Thinking of a city or country as composed of subgroups, demarcated by age, race and level of social activity, might also help governments protect those with the least immunity.
That perspective also might help put a renewed focus on groups who require the higher levels of immunity, because of greater exposure levels and other inequities, including Black and Latino residents, said Dr. Manoj Jain, an infectious disease expert at Emory University. “That’s where this info is very useful,” he said.
The models also suggest a vaccination strategy: Rather than uniformly vaccinate all groups, governments could identify and immunize those most likely to be exposed in “superspreader” events.
“Getting those people vaccinated first can lead to the greatest benefit,” said Dr. Michael Mina, an immunologist at Harvard University. “That alone could lead to herd immunity.”
Vaccination schemes for other pathogens have successfully exploited this approach.

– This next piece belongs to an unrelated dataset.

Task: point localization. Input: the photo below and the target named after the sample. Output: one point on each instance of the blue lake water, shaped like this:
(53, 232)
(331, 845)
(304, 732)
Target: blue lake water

For example, when children were given the pneumococcal vaccine in the early 2000s, rates of bacterial pneumonia in the elderly rapidly dropped because of a “herd effect.”
Vaccines that offer just 50 percent protection are considered to be moderately effective, but at that efficiency, even a low herd immunity target would require that a large proportion of the population be immunized, Dr. Bergstrom noted.
If there are early reports of side effects that may scare away some people, he said, “we’d do well to start thinking about all that now.”
Back in Brooklyn, fewer than 1 percent of people tested at neighborhood clinics over the past eight weeks have had the virus. But there are still handfuls of cases, Ms. Marcus said, adding that her 10-year-old niece was in quarantine because a counselor at her day camp had tested positive.
“Sometimes that’s all you need, right?” she said. “I’m still hoping we don’t see what we had in March and April, but I’m not so sure that we’ve seen the end of it.”